Il reste silencieux, ses mâchoires serrées, mais je vois dans ses yeux qu’il n’a pas de réponse. Je continue, ne pouvant plus contenir ma frustration.
"Je ne suis qu’un employé, et toi tu es mon patron, n’est-ce pas ce que tu m’as répété encore et encore ? Alors ma vie privée ne te concerne pas. Que je voie quelqu’un ou non, ce n’est pas ton affaire. Tu as fait ton choix, Vincent. Alors accepte-le et arrête de me surveiller comme ça."
Mon ton est tranchant, et je vois qu’il est secoué par mes mots. Mais je ne me retiens plus. Tout ce que j’ai accumulé ces derniers jours, toute cette frustration de l’avoir perdu, de l’avoir vu me repousser, éclate finalement en surface.
Vincent semble abasourdi, sa colère se mêlant à une forme de regret. Ses yeux se détournent un instant, comme s’il cherchait une réponse, mais rien ne vient. Et moi, je ne lui laisse pas le temps de reprendre le contrôle.

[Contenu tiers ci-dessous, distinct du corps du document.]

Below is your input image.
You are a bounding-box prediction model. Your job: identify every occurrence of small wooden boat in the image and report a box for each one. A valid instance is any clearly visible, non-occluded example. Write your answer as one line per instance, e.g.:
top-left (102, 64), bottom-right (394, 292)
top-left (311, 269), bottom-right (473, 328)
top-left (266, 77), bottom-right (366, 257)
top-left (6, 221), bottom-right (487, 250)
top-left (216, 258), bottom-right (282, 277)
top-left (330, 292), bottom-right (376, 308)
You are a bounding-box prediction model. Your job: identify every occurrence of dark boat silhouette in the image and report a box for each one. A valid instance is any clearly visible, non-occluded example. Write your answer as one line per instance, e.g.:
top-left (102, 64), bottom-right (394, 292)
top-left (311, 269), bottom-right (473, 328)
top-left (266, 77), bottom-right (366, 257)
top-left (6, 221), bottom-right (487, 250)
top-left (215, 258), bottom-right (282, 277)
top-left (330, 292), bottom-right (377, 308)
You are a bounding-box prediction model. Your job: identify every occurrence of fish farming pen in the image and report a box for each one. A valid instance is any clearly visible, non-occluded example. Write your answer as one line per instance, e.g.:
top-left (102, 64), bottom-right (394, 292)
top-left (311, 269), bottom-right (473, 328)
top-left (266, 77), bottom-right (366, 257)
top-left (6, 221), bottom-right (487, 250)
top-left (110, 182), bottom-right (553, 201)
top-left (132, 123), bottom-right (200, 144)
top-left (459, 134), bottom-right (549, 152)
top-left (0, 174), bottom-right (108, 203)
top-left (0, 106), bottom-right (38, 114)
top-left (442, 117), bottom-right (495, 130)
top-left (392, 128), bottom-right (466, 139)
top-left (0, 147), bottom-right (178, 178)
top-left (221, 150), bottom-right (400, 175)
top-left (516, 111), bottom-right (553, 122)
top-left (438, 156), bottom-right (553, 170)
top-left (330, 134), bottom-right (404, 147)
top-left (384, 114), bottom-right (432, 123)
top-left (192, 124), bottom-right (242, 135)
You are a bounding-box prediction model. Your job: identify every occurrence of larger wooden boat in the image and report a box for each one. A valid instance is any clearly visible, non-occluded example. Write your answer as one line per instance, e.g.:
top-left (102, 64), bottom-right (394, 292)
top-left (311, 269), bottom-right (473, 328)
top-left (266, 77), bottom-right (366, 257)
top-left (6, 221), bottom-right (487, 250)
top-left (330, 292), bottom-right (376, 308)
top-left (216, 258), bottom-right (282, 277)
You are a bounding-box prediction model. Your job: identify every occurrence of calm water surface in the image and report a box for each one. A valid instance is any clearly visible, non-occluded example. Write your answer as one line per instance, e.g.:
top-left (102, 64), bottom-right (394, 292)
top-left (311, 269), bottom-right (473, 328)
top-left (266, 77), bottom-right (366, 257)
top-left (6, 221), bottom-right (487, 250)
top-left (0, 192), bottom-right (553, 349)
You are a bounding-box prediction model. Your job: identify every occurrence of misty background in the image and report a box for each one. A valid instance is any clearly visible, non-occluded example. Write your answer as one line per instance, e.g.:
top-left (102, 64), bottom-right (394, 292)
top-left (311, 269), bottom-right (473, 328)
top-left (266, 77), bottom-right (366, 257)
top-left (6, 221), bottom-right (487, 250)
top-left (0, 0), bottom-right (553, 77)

"Je pense que cette conversation est terminée," dis-je en rassemblant mes affaires. "Et il serait préférable que nous restions purement professionnels à partir de maintenant. Tout le reste, tu l’as détruit toi-même."
Je quitte le bureau sans un mot de plus, le laissant seul dans sa colère et son incompréhension. Mon cœur bat encore furieusement dans ma poitrine alors que je m’éloigne, mais une part de moi se sent enfin libérée.
J’ai été honnête, et c’est tout ce qui compte.